Когда-то красивая, работящая казачка, она поблекла, захирела. Лицо удлинилось, щеки ввалились, губы утратили сочность. И ранняя седина начала серебрить темные волосы. Да, есть отчего поседеть, поизноситься!
Трошка, чуть набычившись, с любопытством рассматривал большую светлую звезду на груди отца, девчонки, застенчиво ужимаясь, никли к матери.
Пугачёв, насупившись, стал расспрашивать Софью, каким случаем она здесь, в Казани, очутилась? Софья Митревна упавшим голосом отвечала ему, как она с малыми ребятами ходила по Зимовейской станице меж дворов, христовым именем собирала милостыню, как затем её схватили, увезли в Казань и бросили с детьми в тюрьму, потом стали выпускать на базар с приказом «срамить тебя и разглашать народу, что ты муж мой, что ты простой казачишка с Дону, бродяга Емельян Пугачёв»
— Вот что, Софья, — нетерпеливо взмахнув рукой, начал Емельян Иваныч.
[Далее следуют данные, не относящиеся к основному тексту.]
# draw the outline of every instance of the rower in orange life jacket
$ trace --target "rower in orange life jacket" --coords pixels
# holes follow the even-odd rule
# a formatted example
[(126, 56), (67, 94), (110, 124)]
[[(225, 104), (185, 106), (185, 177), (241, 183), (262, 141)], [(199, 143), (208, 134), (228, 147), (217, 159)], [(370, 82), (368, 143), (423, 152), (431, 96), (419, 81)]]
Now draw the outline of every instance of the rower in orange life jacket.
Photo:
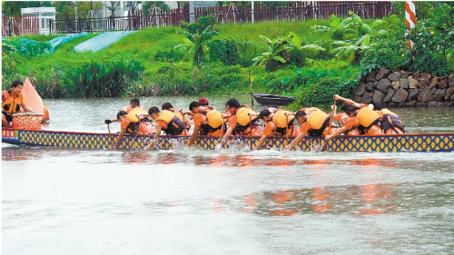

— Неисповедимым промыслом божиим народ признал меня за царя и в том утвердился. Чуешь? (Жена, вздрогнув, опустила голову, из глаз её брызнули слезы.) Не плачь и не кручинься, — подавив вздох, продолжал Емельян Иваныч. — Теперь помни: я тебе не муж, а царь твой, и ты не жена мне. Ты есть вдова Емельяна Пугачёва, казака, дружка моего. Покудов я, низверженный царь Петр Федорыч, в рабском виде скитался по Руси, оный Емельян был схвачен и на пытке замучен замест меня. Крепче запомни, что говорю, Митревна. (Тут, поняв смысл его слов, жена и дети, что повзрослей, изумленно воззрились на него, а у Трошки дрогнул подбородок). А ежели станешь языком брякать, — засверкав глазами, закончил шепотом Пугачёв, — атаманы мои смерти предадут тебя, и ребят твоих с тобою вместе. Поняла ли?